The event offers a variety of activities for all ages. Down in the sugarbush, members of the Central Lake Ontario Conservation Authority (CLOCA) explain the maple syrup production process.

On Saturdays, the Oshawa Museum visits with a variety of artifacts in tow. Old knitting tools, a pair of antique scissors and other old items are on display outside one of the festival’s cabins.

There are also pilgrim children’s games and self-guided sugarbush tours.

Each day of the festival has a different group of volunteers. Saturday, March 18 was the Toronto Wildlife Centre’s turn.

All donations went to the community group and they had a booth to speak with festival goers about their cause.

One of the volunteers brought her son and a friend along to help out. The pair were there for their high school community volunteer duty.

“It’s really busy right now, it’s kinda crazy trying to get to all these tables, especially with the long line, but it’s still fun,” said Kyler, one of the teen volunteers.

Many of the staff buzzing around the festival were temporary. High school students looking to fill their community hours and Toronto Wildlife Centre members helped out for the day.

But some staff like Cara Gregory stick around all year long. Gregory is a conservation educator with CLOCA and spends her festival days bundled up, explaining the syrup production process in the sugar shack.

Gregory showed off the syrup processing equipment standing behind her, excitedly explaining how the production process works.
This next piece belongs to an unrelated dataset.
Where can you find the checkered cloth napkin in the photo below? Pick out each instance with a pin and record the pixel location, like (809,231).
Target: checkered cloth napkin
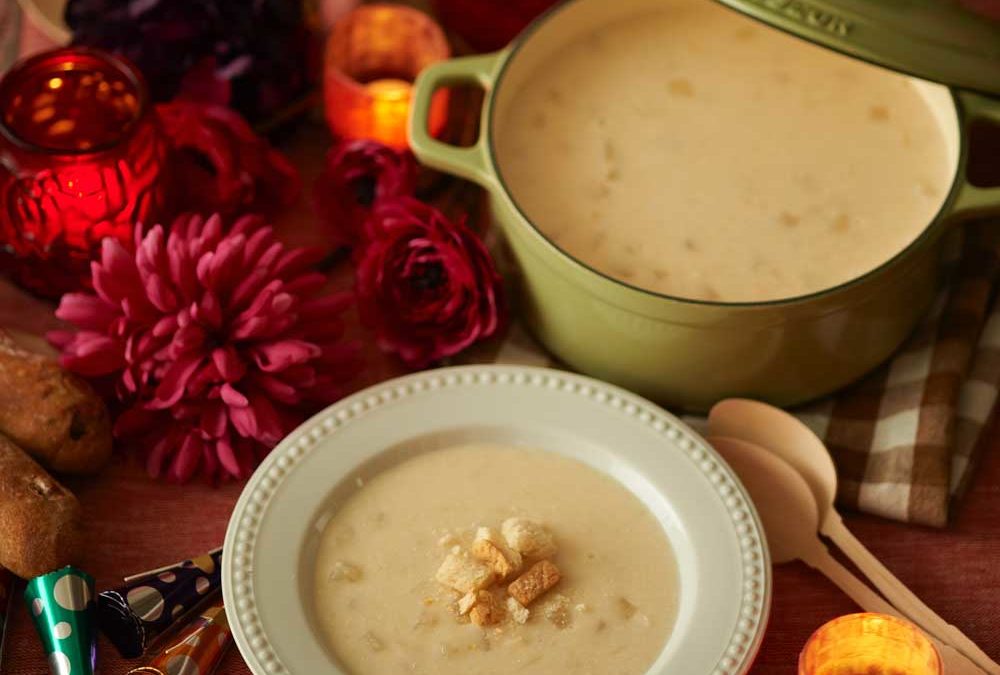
(905,438)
“It has to get to 66 per cent sugar in order for it to be ready to be bottled,” she said, going over the process from tree to bottle.

She doesn’t just explain the process, she teaches year-round programs.

“We do curriculum-based, outdoor-ed, hands-on programming with the school groups,” Gregory said. They also host Scout groups and smaller-scale events monthly for the local community.

“I love being outdoors and also just teaching our youth about it and people in our community about what I’m already passionate about myself,” she said.

Gregory started last July, making her one of the newer employees.

Some like Robert Gilbank have been around since the festival started. Gilbank has been driving the festival’s horse-drawn carriage since 1976.

He continues coming back each year because he enjoys the horses and meeting new people with each carriage ride.

“I like it or I wouldn’t still be coming,” Gilbank said.

This year’s festival was the 46th annual. After the hiatus forced by the pandemic, Yvonne Storm, CLOCA’s special events coordinator was happy to see it going so well.

Halfway through the festival’s run more than 5,000 people had attended. Storm was especially proud of the lack of food waste despite the number of guests.

“With those many people, we’ve only created like one big bin of food waste which really speaks volumes to the quality of the pancakes,” she said.